Anyone know who the manufacturer is from the stamp?  I mean, did Iver Johnson make these for Major Taylor or was this before or after their partnership?


----------



## fordsnake (Jan 25, 2014)

Nice find...definitely a Major Taylor stem. I believe the Anhk stamp on the stem's bottom is the Accles & Pollock tubing company brand mark, in Birmingham, England.


----------



## tailhole (Jan 25, 2014)

fordsnake said:


> Nice find...definitely a Major Taylor stem. I believe the Anhk stamp on the stem's bottom is the Accles & Pollock tubing company brand mark, in Birmingham, England.

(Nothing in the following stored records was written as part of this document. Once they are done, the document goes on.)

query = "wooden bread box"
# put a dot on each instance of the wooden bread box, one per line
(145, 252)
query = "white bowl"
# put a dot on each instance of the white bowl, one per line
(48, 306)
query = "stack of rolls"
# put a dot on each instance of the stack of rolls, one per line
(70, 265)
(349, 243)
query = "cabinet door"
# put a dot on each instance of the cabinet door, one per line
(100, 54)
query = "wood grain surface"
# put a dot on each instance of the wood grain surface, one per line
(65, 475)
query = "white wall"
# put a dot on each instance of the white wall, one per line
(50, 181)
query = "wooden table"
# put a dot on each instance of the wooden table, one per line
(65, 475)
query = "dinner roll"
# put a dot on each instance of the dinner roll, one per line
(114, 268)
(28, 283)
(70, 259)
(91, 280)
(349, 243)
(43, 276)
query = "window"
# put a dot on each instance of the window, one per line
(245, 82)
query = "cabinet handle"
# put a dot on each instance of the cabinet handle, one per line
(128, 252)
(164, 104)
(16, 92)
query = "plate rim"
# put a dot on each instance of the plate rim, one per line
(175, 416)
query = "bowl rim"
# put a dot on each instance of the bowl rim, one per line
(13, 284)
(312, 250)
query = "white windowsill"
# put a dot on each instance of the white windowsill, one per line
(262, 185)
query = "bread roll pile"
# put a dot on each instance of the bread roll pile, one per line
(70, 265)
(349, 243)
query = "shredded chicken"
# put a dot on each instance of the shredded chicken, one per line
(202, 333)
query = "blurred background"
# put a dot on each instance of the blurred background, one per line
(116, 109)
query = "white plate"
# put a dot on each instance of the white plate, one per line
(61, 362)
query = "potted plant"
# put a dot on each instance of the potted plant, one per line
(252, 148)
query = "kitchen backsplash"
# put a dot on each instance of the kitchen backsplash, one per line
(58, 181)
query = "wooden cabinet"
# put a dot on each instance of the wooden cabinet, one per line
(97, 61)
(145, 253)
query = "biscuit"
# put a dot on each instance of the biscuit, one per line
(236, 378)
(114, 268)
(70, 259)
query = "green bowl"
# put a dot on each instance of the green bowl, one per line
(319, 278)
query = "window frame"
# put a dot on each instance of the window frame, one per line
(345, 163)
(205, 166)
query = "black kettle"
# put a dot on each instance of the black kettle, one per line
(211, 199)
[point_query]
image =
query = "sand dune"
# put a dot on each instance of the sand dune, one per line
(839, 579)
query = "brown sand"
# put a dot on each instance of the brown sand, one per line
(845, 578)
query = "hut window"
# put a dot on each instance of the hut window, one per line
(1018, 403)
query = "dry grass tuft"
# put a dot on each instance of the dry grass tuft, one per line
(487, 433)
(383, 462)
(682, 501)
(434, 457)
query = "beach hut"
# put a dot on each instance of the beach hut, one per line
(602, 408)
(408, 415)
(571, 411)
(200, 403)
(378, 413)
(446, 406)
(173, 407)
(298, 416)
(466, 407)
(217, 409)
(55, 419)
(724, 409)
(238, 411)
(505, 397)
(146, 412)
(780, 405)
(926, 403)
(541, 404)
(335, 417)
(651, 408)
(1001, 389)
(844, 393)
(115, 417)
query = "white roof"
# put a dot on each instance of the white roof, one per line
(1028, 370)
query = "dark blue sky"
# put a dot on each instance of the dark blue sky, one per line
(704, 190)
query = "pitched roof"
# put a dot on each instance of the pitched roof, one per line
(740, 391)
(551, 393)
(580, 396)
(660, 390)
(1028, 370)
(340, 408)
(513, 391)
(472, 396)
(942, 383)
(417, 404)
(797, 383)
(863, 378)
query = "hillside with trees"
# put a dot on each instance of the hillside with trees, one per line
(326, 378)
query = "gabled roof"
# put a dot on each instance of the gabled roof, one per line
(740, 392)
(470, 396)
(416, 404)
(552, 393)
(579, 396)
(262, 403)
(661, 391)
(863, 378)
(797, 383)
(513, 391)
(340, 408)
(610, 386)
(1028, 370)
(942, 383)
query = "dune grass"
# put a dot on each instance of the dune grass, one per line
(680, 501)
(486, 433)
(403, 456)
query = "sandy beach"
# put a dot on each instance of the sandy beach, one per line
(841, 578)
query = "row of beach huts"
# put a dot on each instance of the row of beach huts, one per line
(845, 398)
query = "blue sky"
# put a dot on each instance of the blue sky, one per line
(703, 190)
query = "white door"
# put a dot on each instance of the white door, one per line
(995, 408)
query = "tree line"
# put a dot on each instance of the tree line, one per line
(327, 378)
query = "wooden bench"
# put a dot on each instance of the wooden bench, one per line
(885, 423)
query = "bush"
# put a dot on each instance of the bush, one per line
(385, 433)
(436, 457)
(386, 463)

Thanks, I double posted this (also in the Iver thread).  I appreciate the info.  Can't wait to stick it on my bike and got for a spin.


----------



## SirMike1983 (Jan 25, 2014)

fordsnake said:


> Nice find...definitely a Major Taylor stem. I believe the Anhk stamp on the stem's bottom is the Accles & Pollock tubing company brand mark, in Birmingham, England.




Nice catch- that's an Accles & Pollock Major Taylor stem. Via Bicycle in Philly had one just like this for sale a few years ago, if I remember.


----------



## ilikebikes1 (Mar 19, 2014)

WOW! Really nice find dude!


----------